Natural theology, in the broadest sense of the term (especially as it is developed on the mission field in colonial Southern Africa), is the search for a merely natural (meaning, non-divinely inspired, not revealed) religiosity. What the European observers tried to catalogue was whether Hottentots had any idea of God, a transendent creator, and whether they developed any kind of rituals and ethics to relate to that idea. They knew that the Hottentots had various customs and rituals; the question was whether these rituals marked the presence of a rudementary knowledge of God or whether they marked mere superstition (and hence ignorance, laziness, and the absence of religion).

Chidester catalogues how the answer to this question varied according to the solidity of colonial control. In short, fighting natives had no religion (and hence were subhuman); conquered natives were religious after all (and hence capable of being absorbed into civilization). What interests me is how this compartive procedure stems from the search for a "point of contact" within the indiginous culture that would prepare it for the gospel. If the people resist the gospel, then they either lack a cultural starting point altogether (which makes them less than fully human), or they exhibit a cultural moral failing that prevents the gospel from taking root (laziness or stubbornness).

The search for a point of contact thus brings with it a compartive procedure. The missionary's native culture--a culture that has accepted the gospel--bears the marks of proper human culture. It has proven to be receptive to the gospel, and therefore (either naturally or by grace), has been brought out of sinful resistance. Those who refuse the gospel fail to measure up to the proper form of human receptivity (modelled by the missionary's culture). They lack what the sending community possesses: industry, civilization, intelligence, language, literacy, piety, a proper understanding of authority, etc. The resistant native population, within this strategy of comparison, can only be registered as a lack, as an absence, as the inverted image of the (colonial) missionary. They therefore lack religion. The dominated population is no longer violently opposed to the colonial settlement; they therefore exhibit some kind of potential harmonization within European conquest. They have some unformed religious potential.

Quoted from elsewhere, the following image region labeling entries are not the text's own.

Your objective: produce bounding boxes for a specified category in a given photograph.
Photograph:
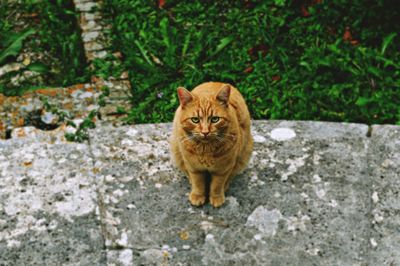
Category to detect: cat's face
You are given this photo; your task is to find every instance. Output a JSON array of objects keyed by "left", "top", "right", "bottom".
[{"left": 178, "top": 87, "right": 230, "bottom": 142}]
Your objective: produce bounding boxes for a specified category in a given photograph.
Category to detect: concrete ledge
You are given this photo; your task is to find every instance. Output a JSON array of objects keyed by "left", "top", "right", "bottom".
[{"left": 0, "top": 121, "right": 400, "bottom": 265}]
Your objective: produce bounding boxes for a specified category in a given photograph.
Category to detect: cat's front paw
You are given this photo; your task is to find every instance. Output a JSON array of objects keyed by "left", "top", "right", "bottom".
[
  {"left": 189, "top": 192, "right": 206, "bottom": 206},
  {"left": 210, "top": 194, "right": 225, "bottom": 208}
]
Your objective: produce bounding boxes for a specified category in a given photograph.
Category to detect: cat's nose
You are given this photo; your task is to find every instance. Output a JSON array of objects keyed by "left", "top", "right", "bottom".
[{"left": 201, "top": 132, "right": 210, "bottom": 137}]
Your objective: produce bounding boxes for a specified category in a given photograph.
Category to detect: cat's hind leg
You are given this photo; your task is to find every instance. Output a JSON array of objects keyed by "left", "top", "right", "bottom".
[{"left": 188, "top": 172, "right": 206, "bottom": 206}]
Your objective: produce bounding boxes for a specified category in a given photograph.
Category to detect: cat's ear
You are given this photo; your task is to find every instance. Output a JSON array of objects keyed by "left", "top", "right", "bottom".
[
  {"left": 217, "top": 84, "right": 231, "bottom": 106},
  {"left": 177, "top": 87, "right": 193, "bottom": 107}
]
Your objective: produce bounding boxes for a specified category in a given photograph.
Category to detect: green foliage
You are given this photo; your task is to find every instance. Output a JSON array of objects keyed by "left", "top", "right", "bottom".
[
  {"left": 0, "top": 0, "right": 89, "bottom": 95},
  {"left": 104, "top": 0, "right": 400, "bottom": 124},
  {"left": 0, "top": 29, "right": 35, "bottom": 64}
]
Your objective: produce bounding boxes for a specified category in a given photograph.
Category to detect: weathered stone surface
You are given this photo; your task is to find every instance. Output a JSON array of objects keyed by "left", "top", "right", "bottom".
[
  {"left": 368, "top": 126, "right": 400, "bottom": 265},
  {"left": 0, "top": 84, "right": 102, "bottom": 139},
  {"left": 0, "top": 121, "right": 400, "bottom": 265},
  {"left": 0, "top": 132, "right": 106, "bottom": 265},
  {"left": 86, "top": 121, "right": 382, "bottom": 265}
]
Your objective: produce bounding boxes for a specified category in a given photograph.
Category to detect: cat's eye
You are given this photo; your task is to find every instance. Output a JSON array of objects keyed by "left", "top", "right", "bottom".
[
  {"left": 190, "top": 117, "right": 200, "bottom": 124},
  {"left": 211, "top": 116, "right": 219, "bottom": 123}
]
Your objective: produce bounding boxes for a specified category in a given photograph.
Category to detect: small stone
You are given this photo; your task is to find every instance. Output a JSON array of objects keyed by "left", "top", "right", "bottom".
[
  {"left": 254, "top": 234, "right": 262, "bottom": 241},
  {"left": 40, "top": 112, "right": 58, "bottom": 125},
  {"left": 253, "top": 135, "right": 267, "bottom": 143},
  {"left": 118, "top": 249, "right": 133, "bottom": 266},
  {"left": 206, "top": 234, "right": 214, "bottom": 241},
  {"left": 271, "top": 128, "right": 296, "bottom": 141},
  {"left": 371, "top": 191, "right": 379, "bottom": 203},
  {"left": 245, "top": 206, "right": 282, "bottom": 236}
]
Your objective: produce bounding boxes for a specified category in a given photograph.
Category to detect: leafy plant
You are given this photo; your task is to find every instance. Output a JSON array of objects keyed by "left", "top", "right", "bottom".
[
  {"left": 0, "top": 29, "right": 35, "bottom": 64},
  {"left": 104, "top": 0, "right": 400, "bottom": 124}
]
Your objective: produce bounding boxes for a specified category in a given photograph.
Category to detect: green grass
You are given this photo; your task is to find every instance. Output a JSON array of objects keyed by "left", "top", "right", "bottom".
[
  {"left": 104, "top": 0, "right": 400, "bottom": 124},
  {"left": 0, "top": 0, "right": 89, "bottom": 95}
]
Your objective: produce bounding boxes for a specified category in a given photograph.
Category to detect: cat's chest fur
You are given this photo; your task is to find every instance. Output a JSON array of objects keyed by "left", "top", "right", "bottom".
[{"left": 184, "top": 143, "right": 232, "bottom": 170}]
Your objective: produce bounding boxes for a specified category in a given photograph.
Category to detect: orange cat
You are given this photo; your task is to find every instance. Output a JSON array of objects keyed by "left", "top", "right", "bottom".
[{"left": 171, "top": 82, "right": 253, "bottom": 207}]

This comparative natural theology held a privileged place within colonial missions. Missionaries (and other European observers) continually searched for--and registered (or produced) the presence or absence of--an African "unknown God." Convinced that there ought to be a "point of contact" (an African natural religion), European missionaries expressed shock at how uncivilized (and bestial) the areligious African were. Once they were brought under colonial control, their continual resistance to the gospel was read as a deformed religious response (on model with the Jews and Catholics). Natural theology, therefore, operated as a kind of intellectual backdrop (already worked out in missional polemics with Muslims, Jews, and later Catholics) through which to register the human differences encountered in the colonial world. The debate surrounding natural theology (i.e. Karl Barth's strident rejection of it) ought to be placed within this context. Natural theology is not just a doctrine but a disposition, a way of inhabiting the world that carries with it certain procedures of comparison and judgment whose concrete force can be most properly felt on the colonial mission field. In other words, the practical outworkings of natural theology are what Chidester describes in, and calls, "Savage Systems."